There are strict limits on the annual mileage and if you exceed it during the agreement, then you may pay a penalty fee that is based on a cents-per-kilometre basis. The car also needs to be in reasonable condition when you hand it back, with no kerbing to the alloys, scratches to the bodywork or excessive wear and tear or staining to the interior, otherwise you face further costs. And, unless you decide to make the sizeable Optional Final Payment, then despite the large amount of money you outlay in deposit and PCM payments, you’ll never actually officially own the car as the contract price has not been repaid (The full price of the vehicle when you bought it). Additionally, if you only get the GMFV for the car at the end of the agreement and you want to go on to do another PCP on a new car, you will have nothing of monetary value from the first deal to place down on the second PCP as a deposit.
What is it?
HP stands for Hire Purchase.
How does it work?
This is a traditional method of buying a car without paying the full price in a lump sum and it’s basically a good, old-fashioned car loan – of a sort. Like PCP, you can pay a deposit of your choosing (this time, it’s not normally limited to a percentage of a vehicle’s value and you can choose to pay no deposit at all on some deals) and then you pay monthly finance on the rest of the car’s value, plus interest (set by the amount of APR). It’s like going to a third-party finance lender, such as a bank, and asking for a loan of, say, €25,000 to buy a car, and then paying that €25,000 plus interest back over a period of time; it’s just that the car manufacturers will provide HP themselves, through the financial arms of their business. Like PCPs, HP agreements can run over a variable number of years, so you can choose to spread your payments over anything between one and five years – although different time limitations might apply with different car dealers.

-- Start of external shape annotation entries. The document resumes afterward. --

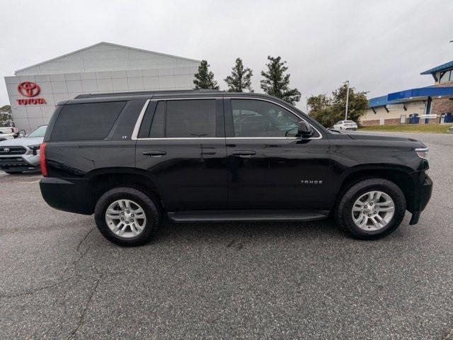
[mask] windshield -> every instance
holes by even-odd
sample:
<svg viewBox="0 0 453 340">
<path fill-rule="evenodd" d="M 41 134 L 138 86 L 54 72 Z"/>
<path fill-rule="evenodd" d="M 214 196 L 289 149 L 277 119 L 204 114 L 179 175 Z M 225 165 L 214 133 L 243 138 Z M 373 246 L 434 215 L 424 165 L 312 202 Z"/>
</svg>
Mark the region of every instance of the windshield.
<svg viewBox="0 0 453 340">
<path fill-rule="evenodd" d="M 47 128 L 47 125 L 40 126 L 36 130 L 27 135 L 27 137 L 44 137 L 44 135 L 45 135 L 45 130 Z"/>
</svg>

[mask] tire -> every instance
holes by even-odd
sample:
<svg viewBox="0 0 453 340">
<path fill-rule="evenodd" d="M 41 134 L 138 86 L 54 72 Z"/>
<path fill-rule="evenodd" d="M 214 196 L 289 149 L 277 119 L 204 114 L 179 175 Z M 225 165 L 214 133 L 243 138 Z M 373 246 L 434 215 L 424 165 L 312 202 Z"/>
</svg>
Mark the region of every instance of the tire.
<svg viewBox="0 0 453 340">
<path fill-rule="evenodd" d="M 372 192 L 382 193 L 381 198 L 377 202 L 374 201 L 376 200 L 374 198 L 367 198 L 372 197 L 369 193 Z M 377 193 L 373 196 L 377 197 Z M 356 204 L 357 200 L 360 201 L 359 204 Z M 385 205 L 391 200 L 393 200 L 394 205 L 393 215 L 391 215 L 391 203 Z M 369 203 L 367 202 L 371 202 L 374 208 L 367 205 Z M 357 211 L 359 209 L 361 210 Z M 379 211 L 379 209 L 389 211 Z M 405 213 L 406 198 L 396 184 L 386 179 L 369 178 L 354 183 L 343 193 L 337 205 L 335 217 L 340 227 L 348 231 L 354 237 L 360 239 L 377 239 L 394 232 L 401 223 Z M 357 222 L 361 218 L 360 214 L 364 215 L 362 222 L 365 219 L 367 220 L 362 227 L 357 225 L 361 224 Z"/>
<path fill-rule="evenodd" d="M 130 210 L 124 211 L 125 213 L 127 212 L 125 215 L 121 212 L 122 208 L 117 204 L 118 201 L 122 203 L 122 207 L 125 207 L 125 209 L 127 209 L 125 208 L 125 202 L 130 203 L 130 212 L 137 211 L 139 212 L 136 213 L 141 214 L 140 216 L 142 216 L 140 212 L 142 211 L 144 218 L 131 217 L 134 215 L 129 215 Z M 114 208 L 113 208 L 112 206 Z M 141 208 L 142 210 L 139 211 L 137 207 Z M 115 212 L 113 215 L 116 217 L 117 213 L 118 218 L 110 220 L 108 225 L 107 220 L 109 217 L 106 215 L 106 212 L 109 208 L 110 208 L 109 212 L 113 211 L 112 209 L 115 209 Z M 132 219 L 123 222 L 120 220 L 120 218 L 123 217 L 135 218 L 136 220 L 134 221 Z M 94 218 L 98 229 L 109 241 L 120 246 L 140 246 L 148 243 L 154 236 L 159 225 L 160 210 L 157 204 L 144 193 L 133 188 L 119 187 L 109 190 L 99 198 L 94 209 Z M 123 230 L 125 223 L 127 223 L 127 225 L 126 229 L 123 230 L 122 235 L 117 234 L 120 232 L 115 233 L 110 229 L 110 227 L 115 229 L 120 225 L 121 227 L 119 229 Z M 138 232 L 139 223 L 142 223 L 142 229 L 138 234 L 135 235 L 132 232 L 132 225 L 137 226 L 134 230 L 135 232 Z M 126 236 L 127 237 L 126 237 Z"/>
</svg>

There are no conditions on HP agreements regarding mileage or condition. You borrow the price to change for the vehicle and agree to pay XX per month over the agreed period of the HP. The Hire purchase attached to the vehicle must be cleared in order to sell this onto another party (settlement).
The monthly payments will be considerably higher than on PCP because, minus the deposit, you’re then financing the entire outstanding value of the vehicle across the term of the agreement. There are also fewer choices at the end of an HP agreement because in essence, you’re just buying a car in its entirety – it’s simply that you’re spreading out the payment for the car over a number of years. The APR rates offered by the manufacturers’ financial services will normally not be as competitive as the APR rates you’d get from a bank or other lender, although this can change, especially around new registration periods when manufacturers offer multiple incentives on HP (and PCP, too) in order to encourage new car sales.
Which should I choose?
The simplest way to put it is this: do you want to legally own the vehicle at the end of the agreement and can you afford higher monthly payments, or are you happy to go on changing your car every few years for the newest and latest models, and you wish to keep your monthly payments low? If the former, you want to use HP, but be aware you’ll be paying more per month than with PCP. If the latter, PCP is a flexible and cost-efficient way to go – however, make sure you adhere to all the rules of the agreement, including mileage rates and vehicle condition upon return, to get the best from the finance arrangement.